Bittersweet Christmas
/I've spent much of advent preparing--but not preparing in the usual way. Instead, I've been preparing paperwork, mountains and mountains of papers that are supposed to somehow stand for my eldest son's childhood. You see, when you homeschool all the way through and when you believe that all of life is education, that transcript morphs into something much bigger than usual. College application requirements vary, but the big stickler is actually surprising. The NCAA Clearninghouse, that institution which allows barely literate public school graduates to play in college (I'm thinking of those oft-interviewed basketball players who are tall and strong and athletically gifted, but cannot answer a simple interviewer's question coherently), requires the following:
When we looked for clarification, explaining that we used few texts and many real books, they said to list them all. All. Every single one.

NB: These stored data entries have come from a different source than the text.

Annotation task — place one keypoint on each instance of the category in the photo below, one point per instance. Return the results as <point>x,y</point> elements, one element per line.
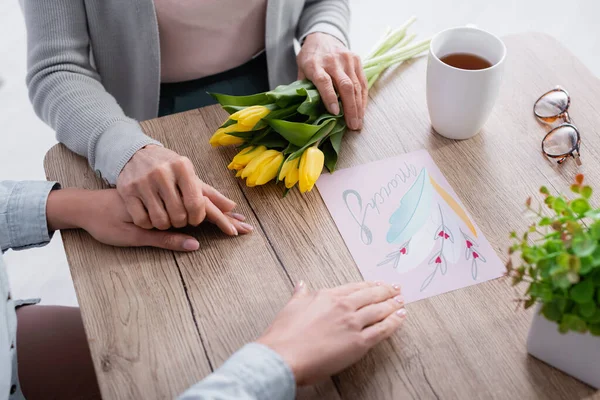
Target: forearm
<point>254,372</point>
<point>66,207</point>
<point>326,16</point>
<point>67,92</point>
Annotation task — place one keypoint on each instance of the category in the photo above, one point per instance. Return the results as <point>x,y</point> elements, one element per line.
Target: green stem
<point>396,55</point>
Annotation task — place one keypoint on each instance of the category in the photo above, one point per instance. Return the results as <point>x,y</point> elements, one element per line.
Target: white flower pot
<point>573,353</point>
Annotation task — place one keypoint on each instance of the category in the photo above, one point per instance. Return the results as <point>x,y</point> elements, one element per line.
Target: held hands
<point>326,62</point>
<point>102,213</point>
<point>160,189</point>
<point>321,333</point>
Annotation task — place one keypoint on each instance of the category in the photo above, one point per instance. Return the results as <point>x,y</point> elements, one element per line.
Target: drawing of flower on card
<point>425,228</point>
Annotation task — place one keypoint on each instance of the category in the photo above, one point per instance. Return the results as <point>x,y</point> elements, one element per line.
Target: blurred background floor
<point>24,139</point>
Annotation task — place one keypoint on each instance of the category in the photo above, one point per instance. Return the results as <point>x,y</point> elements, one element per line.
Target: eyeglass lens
<point>560,141</point>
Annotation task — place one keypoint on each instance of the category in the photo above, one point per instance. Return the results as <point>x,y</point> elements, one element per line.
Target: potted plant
<point>559,260</point>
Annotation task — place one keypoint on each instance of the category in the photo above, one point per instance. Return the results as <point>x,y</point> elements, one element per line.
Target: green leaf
<point>593,214</point>
<point>312,105</point>
<point>574,323</point>
<point>551,311</point>
<point>559,204</point>
<point>587,310</point>
<point>583,292</point>
<point>595,319</point>
<point>294,132</point>
<point>583,245</point>
<point>594,230</point>
<point>586,265</point>
<point>285,95</point>
<point>545,221</point>
<point>594,329</point>
<point>242,101</point>
<point>586,192</point>
<point>580,206</point>
<point>319,136</point>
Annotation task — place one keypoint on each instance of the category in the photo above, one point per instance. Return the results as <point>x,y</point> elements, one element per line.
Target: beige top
<point>204,37</point>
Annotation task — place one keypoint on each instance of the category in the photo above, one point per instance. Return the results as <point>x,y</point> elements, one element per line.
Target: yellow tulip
<point>266,172</point>
<point>245,156</point>
<point>259,161</point>
<point>250,116</point>
<point>311,165</point>
<point>290,172</point>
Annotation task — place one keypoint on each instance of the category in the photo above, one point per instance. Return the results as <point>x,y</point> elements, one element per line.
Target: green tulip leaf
<point>583,292</point>
<point>583,245</point>
<point>284,95</point>
<point>226,100</point>
<point>331,147</point>
<point>580,206</point>
<point>319,136</point>
<point>312,105</point>
<point>587,310</point>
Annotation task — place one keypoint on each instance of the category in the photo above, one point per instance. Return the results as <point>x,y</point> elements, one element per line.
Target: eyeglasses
<point>563,140</point>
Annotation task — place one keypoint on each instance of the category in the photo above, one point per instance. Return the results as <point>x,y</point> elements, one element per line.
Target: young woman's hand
<point>161,190</point>
<point>321,333</point>
<point>327,63</point>
<point>102,213</point>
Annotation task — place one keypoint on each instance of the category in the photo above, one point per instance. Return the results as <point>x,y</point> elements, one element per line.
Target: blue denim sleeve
<point>254,372</point>
<point>23,214</point>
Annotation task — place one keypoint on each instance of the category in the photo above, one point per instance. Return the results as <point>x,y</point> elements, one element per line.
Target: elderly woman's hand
<point>318,334</point>
<point>326,62</point>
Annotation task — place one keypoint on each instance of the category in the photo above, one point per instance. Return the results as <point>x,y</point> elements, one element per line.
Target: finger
<point>174,205</point>
<point>373,295</point>
<point>137,211</point>
<point>242,227</point>
<point>364,84</point>
<point>191,188</point>
<point>214,215</point>
<point>156,210</point>
<point>358,97</point>
<point>345,87</point>
<point>324,84</point>
<point>374,313</point>
<point>237,216</point>
<point>167,240</point>
<point>384,329</point>
<point>348,288</point>
<point>223,203</point>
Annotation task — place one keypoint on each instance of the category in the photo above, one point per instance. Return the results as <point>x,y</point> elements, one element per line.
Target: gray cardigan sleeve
<point>23,214</point>
<point>66,90</point>
<point>253,373</point>
<point>327,16</point>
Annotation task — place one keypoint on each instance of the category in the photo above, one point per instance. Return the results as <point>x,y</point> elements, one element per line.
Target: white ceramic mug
<point>460,100</point>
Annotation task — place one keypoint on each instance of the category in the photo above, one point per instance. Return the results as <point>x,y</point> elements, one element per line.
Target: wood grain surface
<point>158,321</point>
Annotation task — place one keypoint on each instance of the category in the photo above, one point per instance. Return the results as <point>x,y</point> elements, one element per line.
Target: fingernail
<point>335,108</point>
<point>237,216</point>
<point>246,226</point>
<point>191,245</point>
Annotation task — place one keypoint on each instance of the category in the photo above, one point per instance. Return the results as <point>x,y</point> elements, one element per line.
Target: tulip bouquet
<point>286,134</point>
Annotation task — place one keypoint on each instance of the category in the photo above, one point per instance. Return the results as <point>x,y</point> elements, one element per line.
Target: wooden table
<point>159,321</point>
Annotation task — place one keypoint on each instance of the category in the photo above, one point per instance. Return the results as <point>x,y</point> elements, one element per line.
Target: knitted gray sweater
<point>94,67</point>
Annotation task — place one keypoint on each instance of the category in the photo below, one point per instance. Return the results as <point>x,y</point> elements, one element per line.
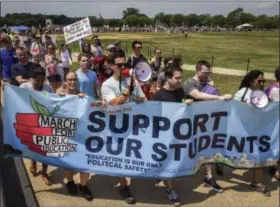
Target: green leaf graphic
<point>39,108</point>
<point>55,110</point>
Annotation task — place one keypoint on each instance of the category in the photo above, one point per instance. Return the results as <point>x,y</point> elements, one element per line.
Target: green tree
<point>218,20</point>
<point>130,11</point>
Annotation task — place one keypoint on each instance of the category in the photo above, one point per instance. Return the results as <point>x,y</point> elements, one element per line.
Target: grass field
<point>230,50</point>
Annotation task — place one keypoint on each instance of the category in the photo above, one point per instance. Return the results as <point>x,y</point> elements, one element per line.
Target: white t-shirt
<point>28,86</point>
<point>239,94</point>
<point>274,94</point>
<point>110,90</point>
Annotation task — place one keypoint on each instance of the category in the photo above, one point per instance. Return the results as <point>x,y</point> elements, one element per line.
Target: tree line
<point>133,17</point>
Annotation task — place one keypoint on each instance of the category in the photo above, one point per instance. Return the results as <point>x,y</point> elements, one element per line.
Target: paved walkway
<point>224,71</point>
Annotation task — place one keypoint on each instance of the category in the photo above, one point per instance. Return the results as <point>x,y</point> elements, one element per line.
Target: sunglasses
<point>261,81</point>
<point>120,65</point>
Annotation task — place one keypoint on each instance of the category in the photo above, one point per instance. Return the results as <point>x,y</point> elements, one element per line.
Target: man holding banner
<point>172,92</point>
<point>115,96</point>
<point>193,89</point>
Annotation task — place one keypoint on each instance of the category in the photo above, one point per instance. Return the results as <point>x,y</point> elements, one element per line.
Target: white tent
<point>246,25</point>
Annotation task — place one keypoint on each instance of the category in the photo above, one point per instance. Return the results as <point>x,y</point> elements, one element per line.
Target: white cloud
<point>267,4</point>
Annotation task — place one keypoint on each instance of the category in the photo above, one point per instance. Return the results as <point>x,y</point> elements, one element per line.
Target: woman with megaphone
<point>253,81</point>
<point>118,90</point>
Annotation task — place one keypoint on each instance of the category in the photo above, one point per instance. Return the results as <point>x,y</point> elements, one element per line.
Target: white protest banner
<point>77,30</point>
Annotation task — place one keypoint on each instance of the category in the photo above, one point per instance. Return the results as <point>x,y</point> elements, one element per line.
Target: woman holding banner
<point>254,80</point>
<point>273,94</point>
<point>70,80</point>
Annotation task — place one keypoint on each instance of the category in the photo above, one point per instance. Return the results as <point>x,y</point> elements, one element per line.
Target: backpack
<point>274,85</point>
<point>209,89</point>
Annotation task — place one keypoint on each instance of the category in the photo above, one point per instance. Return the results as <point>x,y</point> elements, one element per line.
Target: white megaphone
<point>142,71</point>
<point>259,99</point>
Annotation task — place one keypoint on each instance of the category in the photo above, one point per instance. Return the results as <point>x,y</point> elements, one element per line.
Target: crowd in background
<point>44,66</point>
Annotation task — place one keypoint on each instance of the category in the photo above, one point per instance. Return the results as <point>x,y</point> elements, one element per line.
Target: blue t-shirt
<point>8,59</point>
<point>87,82</point>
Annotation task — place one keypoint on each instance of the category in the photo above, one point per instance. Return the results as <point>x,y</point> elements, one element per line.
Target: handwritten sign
<point>77,30</point>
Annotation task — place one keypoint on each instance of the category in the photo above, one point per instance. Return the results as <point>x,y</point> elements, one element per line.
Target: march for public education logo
<point>44,133</point>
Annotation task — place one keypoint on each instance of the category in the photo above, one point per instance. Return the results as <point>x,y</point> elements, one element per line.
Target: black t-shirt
<point>22,70</point>
<point>169,96</point>
<point>119,53</point>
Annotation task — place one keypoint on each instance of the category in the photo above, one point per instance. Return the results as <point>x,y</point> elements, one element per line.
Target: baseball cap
<point>111,46</point>
<point>52,73</point>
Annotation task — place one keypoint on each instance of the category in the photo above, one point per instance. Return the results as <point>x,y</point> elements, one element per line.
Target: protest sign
<point>144,140</point>
<point>77,30</point>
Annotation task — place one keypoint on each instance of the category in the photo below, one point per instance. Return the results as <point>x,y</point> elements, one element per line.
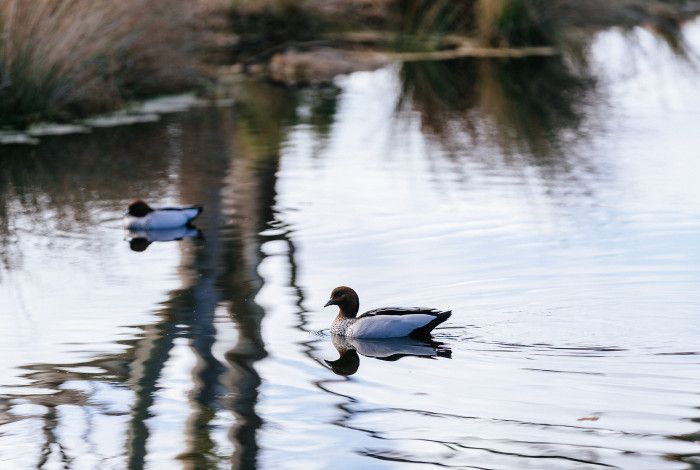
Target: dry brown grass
<point>61,58</point>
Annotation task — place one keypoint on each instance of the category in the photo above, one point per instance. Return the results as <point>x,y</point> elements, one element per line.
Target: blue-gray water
<point>555,211</point>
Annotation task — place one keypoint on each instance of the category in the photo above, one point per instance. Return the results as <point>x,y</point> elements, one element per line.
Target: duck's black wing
<point>423,331</point>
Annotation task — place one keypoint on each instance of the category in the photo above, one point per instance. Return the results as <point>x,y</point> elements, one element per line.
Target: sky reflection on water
<point>561,229</point>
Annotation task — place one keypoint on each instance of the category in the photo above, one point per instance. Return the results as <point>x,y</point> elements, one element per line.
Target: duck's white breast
<point>160,219</point>
<point>387,326</point>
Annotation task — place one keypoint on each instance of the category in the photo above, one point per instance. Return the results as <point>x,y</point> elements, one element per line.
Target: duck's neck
<point>349,309</point>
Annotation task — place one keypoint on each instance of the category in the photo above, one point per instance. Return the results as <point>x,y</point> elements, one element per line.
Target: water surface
<point>554,208</point>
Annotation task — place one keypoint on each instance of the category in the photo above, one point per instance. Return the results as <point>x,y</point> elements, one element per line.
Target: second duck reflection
<point>392,349</point>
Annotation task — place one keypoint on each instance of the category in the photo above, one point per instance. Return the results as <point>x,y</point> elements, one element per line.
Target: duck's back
<point>395,322</point>
<point>165,218</point>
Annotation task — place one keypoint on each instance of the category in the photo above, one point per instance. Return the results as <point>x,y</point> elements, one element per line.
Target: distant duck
<point>141,216</point>
<point>389,322</point>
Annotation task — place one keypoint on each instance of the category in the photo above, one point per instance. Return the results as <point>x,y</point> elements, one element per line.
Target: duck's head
<point>138,208</point>
<point>346,299</point>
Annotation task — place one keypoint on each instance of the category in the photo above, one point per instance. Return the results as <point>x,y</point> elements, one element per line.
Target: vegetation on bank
<point>62,59</point>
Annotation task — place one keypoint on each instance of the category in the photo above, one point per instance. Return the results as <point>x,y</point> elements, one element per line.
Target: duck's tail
<point>424,331</point>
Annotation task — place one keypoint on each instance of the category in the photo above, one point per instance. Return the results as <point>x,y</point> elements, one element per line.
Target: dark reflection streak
<point>379,456</point>
<point>499,452</point>
<point>500,420</point>
<point>49,431</point>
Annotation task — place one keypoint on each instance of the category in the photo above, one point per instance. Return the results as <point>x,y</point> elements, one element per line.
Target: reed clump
<point>61,59</point>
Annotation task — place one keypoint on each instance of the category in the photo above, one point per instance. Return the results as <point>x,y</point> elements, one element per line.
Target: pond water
<point>554,208</point>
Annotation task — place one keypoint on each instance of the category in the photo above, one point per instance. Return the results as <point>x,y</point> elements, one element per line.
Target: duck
<point>387,322</point>
<point>141,216</point>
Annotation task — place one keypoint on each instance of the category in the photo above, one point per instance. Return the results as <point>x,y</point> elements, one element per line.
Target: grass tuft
<point>61,59</point>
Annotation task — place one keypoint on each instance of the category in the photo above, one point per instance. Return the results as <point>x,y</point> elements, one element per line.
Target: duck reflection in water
<point>139,240</point>
<point>392,349</point>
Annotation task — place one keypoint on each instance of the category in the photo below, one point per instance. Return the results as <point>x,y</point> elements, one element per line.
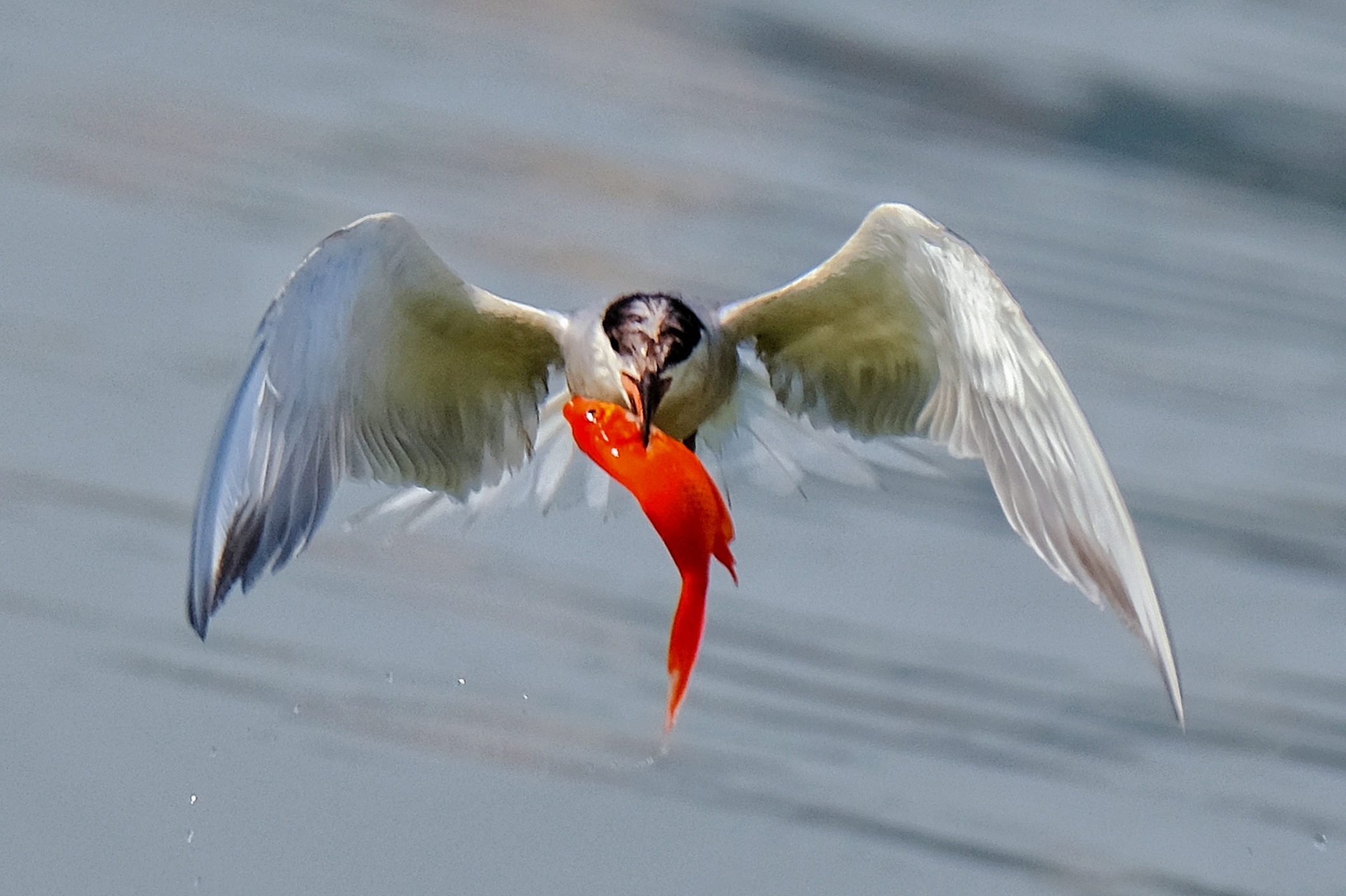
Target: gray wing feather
<point>908,331</point>
<point>376,361</point>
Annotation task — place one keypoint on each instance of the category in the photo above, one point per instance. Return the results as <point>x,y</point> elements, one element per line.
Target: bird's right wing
<point>375,361</point>
<point>908,331</point>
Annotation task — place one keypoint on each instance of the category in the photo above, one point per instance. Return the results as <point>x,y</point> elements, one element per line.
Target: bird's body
<point>377,361</point>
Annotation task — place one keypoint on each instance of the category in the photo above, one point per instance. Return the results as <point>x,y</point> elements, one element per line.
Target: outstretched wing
<point>908,331</point>
<point>376,361</point>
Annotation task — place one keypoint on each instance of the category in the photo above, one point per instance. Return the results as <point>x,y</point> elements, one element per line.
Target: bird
<point>377,361</point>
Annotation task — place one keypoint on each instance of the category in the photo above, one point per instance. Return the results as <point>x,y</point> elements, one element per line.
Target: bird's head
<point>652,334</point>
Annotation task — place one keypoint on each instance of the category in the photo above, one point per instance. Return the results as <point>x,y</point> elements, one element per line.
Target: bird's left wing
<point>908,331</point>
<point>375,361</point>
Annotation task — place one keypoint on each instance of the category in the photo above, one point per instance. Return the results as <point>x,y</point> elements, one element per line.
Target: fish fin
<point>685,638</point>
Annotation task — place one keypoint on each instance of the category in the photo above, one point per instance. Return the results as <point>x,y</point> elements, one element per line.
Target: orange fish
<point>683,505</point>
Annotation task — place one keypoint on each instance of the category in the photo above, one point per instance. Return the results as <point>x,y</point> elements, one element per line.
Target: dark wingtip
<point>197,619</point>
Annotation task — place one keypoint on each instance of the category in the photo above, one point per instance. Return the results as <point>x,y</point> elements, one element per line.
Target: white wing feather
<point>908,331</point>
<point>376,361</point>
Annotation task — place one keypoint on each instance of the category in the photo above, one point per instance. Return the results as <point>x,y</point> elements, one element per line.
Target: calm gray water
<point>899,697</point>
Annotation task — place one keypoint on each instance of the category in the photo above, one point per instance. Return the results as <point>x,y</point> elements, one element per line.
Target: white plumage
<point>377,361</point>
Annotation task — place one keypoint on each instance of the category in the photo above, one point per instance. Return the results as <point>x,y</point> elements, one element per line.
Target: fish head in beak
<point>645,393</point>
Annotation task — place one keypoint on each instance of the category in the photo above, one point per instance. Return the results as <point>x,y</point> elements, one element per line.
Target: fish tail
<point>685,637</point>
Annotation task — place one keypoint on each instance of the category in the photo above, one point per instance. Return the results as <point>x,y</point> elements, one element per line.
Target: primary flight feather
<point>377,361</point>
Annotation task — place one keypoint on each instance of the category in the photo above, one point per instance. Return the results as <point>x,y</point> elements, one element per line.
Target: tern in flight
<point>377,361</point>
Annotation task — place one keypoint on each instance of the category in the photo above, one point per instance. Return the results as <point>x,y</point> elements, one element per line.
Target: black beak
<point>650,389</point>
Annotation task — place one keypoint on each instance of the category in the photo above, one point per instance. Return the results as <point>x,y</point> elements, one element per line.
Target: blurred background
<point>899,697</point>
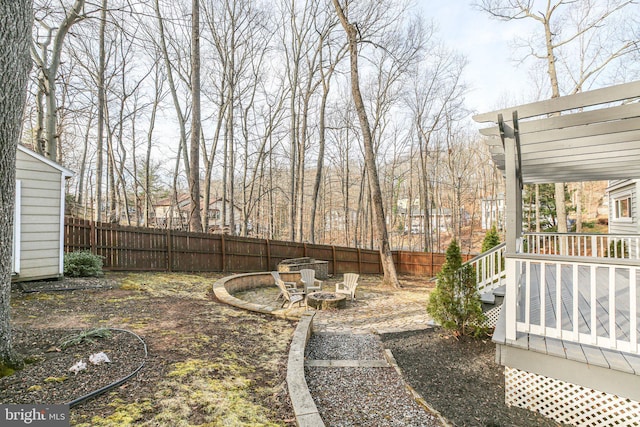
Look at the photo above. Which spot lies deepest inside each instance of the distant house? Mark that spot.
(493, 212)
(168, 214)
(38, 243)
(623, 206)
(568, 332)
(416, 220)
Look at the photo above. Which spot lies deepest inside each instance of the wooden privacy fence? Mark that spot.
(125, 248)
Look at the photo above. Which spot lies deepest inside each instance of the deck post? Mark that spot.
(510, 297)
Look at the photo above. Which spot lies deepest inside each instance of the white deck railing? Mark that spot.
(589, 245)
(561, 287)
(490, 269)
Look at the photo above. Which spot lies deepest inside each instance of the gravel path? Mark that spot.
(360, 396)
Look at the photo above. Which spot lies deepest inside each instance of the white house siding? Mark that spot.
(41, 218)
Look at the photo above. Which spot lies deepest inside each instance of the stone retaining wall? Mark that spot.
(296, 264)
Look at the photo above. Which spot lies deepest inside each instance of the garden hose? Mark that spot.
(122, 380)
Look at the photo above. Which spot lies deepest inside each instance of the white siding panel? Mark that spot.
(624, 227)
(33, 243)
(40, 217)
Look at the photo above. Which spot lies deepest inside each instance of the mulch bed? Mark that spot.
(458, 377)
(46, 376)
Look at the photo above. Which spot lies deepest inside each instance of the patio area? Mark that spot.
(376, 308)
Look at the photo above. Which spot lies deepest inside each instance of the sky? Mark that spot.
(491, 74)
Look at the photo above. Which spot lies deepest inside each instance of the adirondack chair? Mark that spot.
(309, 281)
(288, 285)
(290, 296)
(348, 285)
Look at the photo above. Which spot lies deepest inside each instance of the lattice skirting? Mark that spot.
(492, 316)
(568, 403)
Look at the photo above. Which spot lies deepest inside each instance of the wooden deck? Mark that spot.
(589, 354)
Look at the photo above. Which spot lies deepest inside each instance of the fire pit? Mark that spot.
(326, 300)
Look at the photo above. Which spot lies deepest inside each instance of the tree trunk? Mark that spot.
(194, 153)
(101, 105)
(388, 267)
(16, 20)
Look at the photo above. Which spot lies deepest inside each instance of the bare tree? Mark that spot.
(555, 36)
(195, 223)
(16, 20)
(47, 60)
(389, 269)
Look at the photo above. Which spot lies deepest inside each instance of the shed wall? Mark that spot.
(40, 218)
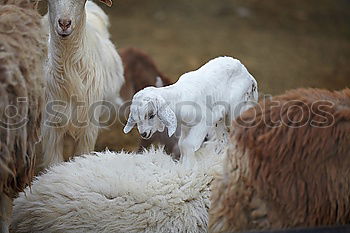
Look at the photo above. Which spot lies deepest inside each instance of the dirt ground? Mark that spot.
(285, 44)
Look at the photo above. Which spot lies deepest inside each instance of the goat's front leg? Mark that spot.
(5, 212)
(190, 142)
(86, 143)
(52, 145)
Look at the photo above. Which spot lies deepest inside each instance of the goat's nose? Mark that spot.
(64, 24)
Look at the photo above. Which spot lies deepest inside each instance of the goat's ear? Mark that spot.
(107, 2)
(129, 125)
(168, 117)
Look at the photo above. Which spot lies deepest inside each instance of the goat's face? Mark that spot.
(151, 114)
(65, 15)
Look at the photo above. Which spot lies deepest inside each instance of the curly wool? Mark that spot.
(22, 51)
(291, 175)
(119, 192)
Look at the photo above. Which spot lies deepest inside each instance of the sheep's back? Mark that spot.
(117, 192)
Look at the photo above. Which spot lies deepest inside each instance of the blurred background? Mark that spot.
(285, 44)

So, we are knee deep in portfolio construction and Michael has really gotten his act together in this regard. I'm "just" tweaking and fine tuning and trying to remember everything we've ever read!
Then, there are the essays. The last few days, he's been reflecting on his education and writing essays that answer all the questions admissions deans might have about what he's been doing all his life. (Don't miss this one.) Yesterday, we settled into a familiar rhythm: Talk about it, write about it, edit together, go off and do something artistic, repeat the process, send it to Dad. After the first round, he went down to the craft table to clear his head and to do something he's been promising me for three years.
While I nursed the baby in my room, he crafted a nativity from Sculpey clay. I spent my time thinking and thinking about his latest essay, turning phrases in my mind and remembering the decisions that have brought us here. And I reflected on something I think might be unusual: this process, however stressful it might be for all of us, has not been the slightest bit ugly. Michael and I have spent day after emotional day together this fall, riding the rapids of the college soccer recruiting process and navigating the nightmare of the paperwork and we have not once argued. We've worked together in a familiar, mutually respectful rhythm. Whatever storms are raging around us, we are peaceful together.
Ironically, that makes it all so much harder. I know that very soon, scenes like this, now so very familiar and ordinary, will become memories. And, oh, how I will miss them!
I have a hunch I will never, ever be able to unpack this particular nativity set without feeling hot tears and a lump in my throat.